Recentemente la blogger Selvaggia Lucarelli ha chiesto e ottenuto la chiusura di una pagina Facebook intitolata “Sesso, droga e pastorizia”, uno dei tanti, - purtroppo non è un caso isolato -, spazi infiniti esistenti sui social dove le persone possono scrivere, impunite, tutto l’odio e la cattiveria che si genera dai loro malesseri e frustrazioni. Si chiamano hater (odiatori) e come hobby vomitano odio sul web. Spesso prendono di mira il mondo femminile con una inaudita violenza verbale. Non sempre ci mettono la faccia. Ma spesso è facile individuarne nome e cognome.
Così scrive a questo proposito, condividendo giustamente sui social il suo pensiero, una donna, mamma e lavoratrice nel mondo della selezione del personale:
«Avrei potuto scrivere il mio parere sulla chiusura di quella pagina Facebook da mamma, da donna, da ex studentessa di sociologia, ma ho deciso di farlo in base alla mia professione: recruiter.
I ragazzi e le ragazze che vomitano insulti, offese, bestemmie sono gli stessi che si rivolgono - o si rivolgeranno - a me per cercare lavoro.
Lo faranno con le loro faccine d'angelo e i loro bei cv europei pieni di diplomi, lauree ed aspettative, senza sapere che la prima cosa che oggi fa un selezionatore è verificare la reputazione social.
E a questo punto per questi signori e signore verrà il bello... anzi il brutto.
Si chiederanno increduli perché sono stati scartati, perché non hanno superato la selezione, perché hanno perso quella occasione, perché non sono stati scelti per quello stage tanto interessante…»
Non sappiamo se questi “odiatori” sono tutti giovani, studenti, universitari o laureati. Vogliamo però riflettere tenendo presente questa lezione che è un invito a combattere la violenza verbale on line di cui sono vittime sempre più personaggi pubblici e non solo…
Le parole di questa donna,una professionista “cacciatrice di teste”, ricordano a tutti, ma soprattutto ai giovani che si affacciano al mondo del lavoro, la responsabilità personale riguardo quanto scriviamo e condividiamo attraverso i moderni mezzi di comunicazione.
Partecipare a una discussione sul web utilizzando toni volgari, offensivi e violenti, non è solo un dettaglio, uno sfogo, un’espressione di libertà di pensiero. Significa suggellare nero su bianco la propria debolezza e vigliaccheria, la propria incapacità di rispettare il pensiero degli altri. Un difetto non da poco. Soprattutto se si è in cerca di lavoro. Non è un caso, infatti, se oggi chi fa selezione del personale non si limita più a leggere un curriculum vitae e a cercare di conoscere il candidato attraverso un formale colloquio di persona. Oggi si va a scavare e a misurare quella che si chiama Web reputation (la reputazione sul web) controllando il profilo di un candidato su Facebook, su Linkedin, su Twitter. Rendendo sempre più alto il rischio che uno stage, un posto di lavoro, una collaborazione, possano svanire per stupidità e arroganza.
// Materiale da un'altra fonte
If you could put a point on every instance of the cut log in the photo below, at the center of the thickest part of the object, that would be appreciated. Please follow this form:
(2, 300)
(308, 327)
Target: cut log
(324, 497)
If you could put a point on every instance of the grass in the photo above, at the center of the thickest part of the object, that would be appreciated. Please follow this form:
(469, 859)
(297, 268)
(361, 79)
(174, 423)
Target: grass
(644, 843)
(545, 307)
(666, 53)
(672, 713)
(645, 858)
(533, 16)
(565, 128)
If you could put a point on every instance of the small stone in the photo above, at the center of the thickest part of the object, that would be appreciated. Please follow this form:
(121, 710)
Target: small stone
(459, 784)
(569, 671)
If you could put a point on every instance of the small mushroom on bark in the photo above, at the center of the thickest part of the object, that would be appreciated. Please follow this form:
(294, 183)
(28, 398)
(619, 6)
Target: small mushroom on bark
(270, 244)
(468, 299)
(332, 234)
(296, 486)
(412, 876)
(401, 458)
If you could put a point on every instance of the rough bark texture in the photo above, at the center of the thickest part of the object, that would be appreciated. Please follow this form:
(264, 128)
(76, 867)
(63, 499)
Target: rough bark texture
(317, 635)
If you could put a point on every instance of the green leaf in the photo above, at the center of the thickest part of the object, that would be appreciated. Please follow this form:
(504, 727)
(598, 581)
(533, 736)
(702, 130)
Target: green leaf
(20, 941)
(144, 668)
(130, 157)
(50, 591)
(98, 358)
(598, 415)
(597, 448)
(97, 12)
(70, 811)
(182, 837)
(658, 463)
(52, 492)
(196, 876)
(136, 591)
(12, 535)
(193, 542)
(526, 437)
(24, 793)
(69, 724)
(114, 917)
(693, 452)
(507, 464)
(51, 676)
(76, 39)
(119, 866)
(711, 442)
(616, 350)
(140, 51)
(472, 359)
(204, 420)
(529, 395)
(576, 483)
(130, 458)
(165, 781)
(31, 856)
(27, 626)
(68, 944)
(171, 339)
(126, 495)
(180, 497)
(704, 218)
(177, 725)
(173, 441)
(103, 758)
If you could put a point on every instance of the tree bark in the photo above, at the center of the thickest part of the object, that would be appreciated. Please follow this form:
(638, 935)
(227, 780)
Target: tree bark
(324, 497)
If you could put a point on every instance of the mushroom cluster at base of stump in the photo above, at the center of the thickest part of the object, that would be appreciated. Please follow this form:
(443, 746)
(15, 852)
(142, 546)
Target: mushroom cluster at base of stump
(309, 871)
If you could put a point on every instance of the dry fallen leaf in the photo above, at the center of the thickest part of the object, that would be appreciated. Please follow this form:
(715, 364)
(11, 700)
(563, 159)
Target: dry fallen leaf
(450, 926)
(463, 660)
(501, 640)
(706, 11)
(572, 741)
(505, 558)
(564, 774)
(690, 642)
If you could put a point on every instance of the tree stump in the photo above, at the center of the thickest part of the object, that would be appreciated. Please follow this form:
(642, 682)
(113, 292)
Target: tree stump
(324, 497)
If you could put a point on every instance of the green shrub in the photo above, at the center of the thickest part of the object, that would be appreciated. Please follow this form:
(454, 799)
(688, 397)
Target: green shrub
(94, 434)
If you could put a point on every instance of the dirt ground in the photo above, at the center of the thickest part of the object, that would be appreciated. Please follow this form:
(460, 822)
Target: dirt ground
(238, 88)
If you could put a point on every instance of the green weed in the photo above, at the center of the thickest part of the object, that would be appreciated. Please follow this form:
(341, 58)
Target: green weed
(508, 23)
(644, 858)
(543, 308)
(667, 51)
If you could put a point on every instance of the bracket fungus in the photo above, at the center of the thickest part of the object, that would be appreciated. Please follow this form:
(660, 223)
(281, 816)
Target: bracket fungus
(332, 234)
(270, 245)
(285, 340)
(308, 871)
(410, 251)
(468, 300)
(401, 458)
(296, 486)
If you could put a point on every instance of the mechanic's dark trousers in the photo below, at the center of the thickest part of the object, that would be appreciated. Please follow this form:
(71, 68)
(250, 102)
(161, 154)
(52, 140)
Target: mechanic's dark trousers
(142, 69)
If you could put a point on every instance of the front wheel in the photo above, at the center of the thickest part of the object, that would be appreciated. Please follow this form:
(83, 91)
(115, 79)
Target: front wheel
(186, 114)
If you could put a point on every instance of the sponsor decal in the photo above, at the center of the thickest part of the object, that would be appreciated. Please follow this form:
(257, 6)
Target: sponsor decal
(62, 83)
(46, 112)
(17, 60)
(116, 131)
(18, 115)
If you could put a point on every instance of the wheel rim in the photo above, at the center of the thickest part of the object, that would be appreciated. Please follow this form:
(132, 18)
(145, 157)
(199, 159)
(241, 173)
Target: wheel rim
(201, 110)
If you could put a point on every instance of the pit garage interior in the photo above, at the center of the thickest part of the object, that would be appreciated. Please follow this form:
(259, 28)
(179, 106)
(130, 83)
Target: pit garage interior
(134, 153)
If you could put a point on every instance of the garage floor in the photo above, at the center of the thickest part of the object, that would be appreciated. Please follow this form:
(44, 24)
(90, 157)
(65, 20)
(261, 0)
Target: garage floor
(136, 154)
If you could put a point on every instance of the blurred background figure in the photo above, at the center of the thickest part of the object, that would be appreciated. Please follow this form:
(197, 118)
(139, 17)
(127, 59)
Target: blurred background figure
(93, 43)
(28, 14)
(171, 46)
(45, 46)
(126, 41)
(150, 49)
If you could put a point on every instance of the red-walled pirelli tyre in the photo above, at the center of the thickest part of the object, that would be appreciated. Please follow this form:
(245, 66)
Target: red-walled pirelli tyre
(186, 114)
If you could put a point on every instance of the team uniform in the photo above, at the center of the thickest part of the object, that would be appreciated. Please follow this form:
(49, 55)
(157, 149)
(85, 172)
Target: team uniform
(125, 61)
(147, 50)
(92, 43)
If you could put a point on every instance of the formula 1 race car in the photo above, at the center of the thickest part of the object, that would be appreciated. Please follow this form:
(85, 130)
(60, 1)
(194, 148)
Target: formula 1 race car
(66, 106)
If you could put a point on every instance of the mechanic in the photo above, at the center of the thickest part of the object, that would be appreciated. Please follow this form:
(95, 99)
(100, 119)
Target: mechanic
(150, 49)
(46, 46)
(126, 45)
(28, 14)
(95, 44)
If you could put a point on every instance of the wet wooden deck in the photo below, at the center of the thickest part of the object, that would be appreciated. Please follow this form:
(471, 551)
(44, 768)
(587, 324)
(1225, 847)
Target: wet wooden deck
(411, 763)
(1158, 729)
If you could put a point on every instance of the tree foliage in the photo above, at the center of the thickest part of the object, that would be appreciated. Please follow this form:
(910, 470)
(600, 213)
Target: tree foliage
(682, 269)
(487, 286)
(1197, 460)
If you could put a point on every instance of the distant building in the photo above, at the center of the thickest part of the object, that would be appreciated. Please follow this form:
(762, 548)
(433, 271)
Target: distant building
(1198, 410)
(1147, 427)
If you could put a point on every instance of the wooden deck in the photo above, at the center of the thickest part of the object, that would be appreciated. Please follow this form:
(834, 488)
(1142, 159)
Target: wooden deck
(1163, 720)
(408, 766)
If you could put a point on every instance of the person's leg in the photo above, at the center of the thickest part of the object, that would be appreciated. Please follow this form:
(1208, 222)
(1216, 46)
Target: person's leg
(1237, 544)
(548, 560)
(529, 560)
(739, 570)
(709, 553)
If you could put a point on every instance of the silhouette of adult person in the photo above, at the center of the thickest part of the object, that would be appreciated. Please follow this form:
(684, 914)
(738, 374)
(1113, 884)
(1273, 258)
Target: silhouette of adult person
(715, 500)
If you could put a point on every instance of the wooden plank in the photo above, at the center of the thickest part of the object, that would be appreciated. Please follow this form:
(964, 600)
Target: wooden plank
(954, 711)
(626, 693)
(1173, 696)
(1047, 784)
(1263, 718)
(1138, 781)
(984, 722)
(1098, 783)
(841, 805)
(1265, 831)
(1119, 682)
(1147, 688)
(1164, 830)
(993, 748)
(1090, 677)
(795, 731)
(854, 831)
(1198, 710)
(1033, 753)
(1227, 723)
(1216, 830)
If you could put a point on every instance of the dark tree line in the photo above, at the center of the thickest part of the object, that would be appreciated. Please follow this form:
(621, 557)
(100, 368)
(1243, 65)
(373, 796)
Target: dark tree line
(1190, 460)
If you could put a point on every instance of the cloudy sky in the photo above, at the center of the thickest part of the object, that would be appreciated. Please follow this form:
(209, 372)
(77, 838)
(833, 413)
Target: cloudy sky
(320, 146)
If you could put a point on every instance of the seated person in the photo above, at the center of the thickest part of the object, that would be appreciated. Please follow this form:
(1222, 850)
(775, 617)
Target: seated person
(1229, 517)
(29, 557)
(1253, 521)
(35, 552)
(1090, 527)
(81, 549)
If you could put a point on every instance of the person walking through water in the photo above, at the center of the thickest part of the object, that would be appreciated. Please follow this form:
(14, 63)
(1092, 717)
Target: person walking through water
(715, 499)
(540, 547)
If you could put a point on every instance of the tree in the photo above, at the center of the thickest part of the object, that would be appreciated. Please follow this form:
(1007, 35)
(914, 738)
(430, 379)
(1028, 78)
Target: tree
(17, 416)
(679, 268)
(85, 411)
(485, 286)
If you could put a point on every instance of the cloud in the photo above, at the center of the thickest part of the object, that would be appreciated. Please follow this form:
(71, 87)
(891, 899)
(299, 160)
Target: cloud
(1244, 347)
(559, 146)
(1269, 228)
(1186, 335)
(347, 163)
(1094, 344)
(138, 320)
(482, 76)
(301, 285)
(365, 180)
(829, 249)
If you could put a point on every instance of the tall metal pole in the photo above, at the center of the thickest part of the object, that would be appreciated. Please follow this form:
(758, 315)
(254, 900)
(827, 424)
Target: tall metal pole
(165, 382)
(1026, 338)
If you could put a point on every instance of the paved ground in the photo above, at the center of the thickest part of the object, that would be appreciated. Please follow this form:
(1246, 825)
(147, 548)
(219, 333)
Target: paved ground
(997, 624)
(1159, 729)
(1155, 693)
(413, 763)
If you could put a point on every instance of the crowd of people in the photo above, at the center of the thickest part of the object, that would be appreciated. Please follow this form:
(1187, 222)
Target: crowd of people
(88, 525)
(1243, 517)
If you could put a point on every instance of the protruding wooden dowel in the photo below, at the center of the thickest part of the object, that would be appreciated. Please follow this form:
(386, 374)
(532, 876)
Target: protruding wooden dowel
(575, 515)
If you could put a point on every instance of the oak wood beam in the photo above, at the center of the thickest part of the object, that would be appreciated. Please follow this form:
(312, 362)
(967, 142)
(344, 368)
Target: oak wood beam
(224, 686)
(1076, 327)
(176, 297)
«Non so se spiegare questa cosa a ragazzini che non sono nemmeno in grado di capire la differenza fra ironia ed insulto», continua la nostra recruiter, «tra libertà di pensiero ed offesa gratuita, tra realtà e mondo virtuale ha senso. Credo e temo che non abbiano nemmeno chiaro il concetto del tempo e del loro futuro. Ma se leggere queste parole farà venire anche un solo dubbio ad uno di loro e se quest'uno inizierà a non scrivere più certi commenti, allora da mamma e da donna sarò soddisfatta».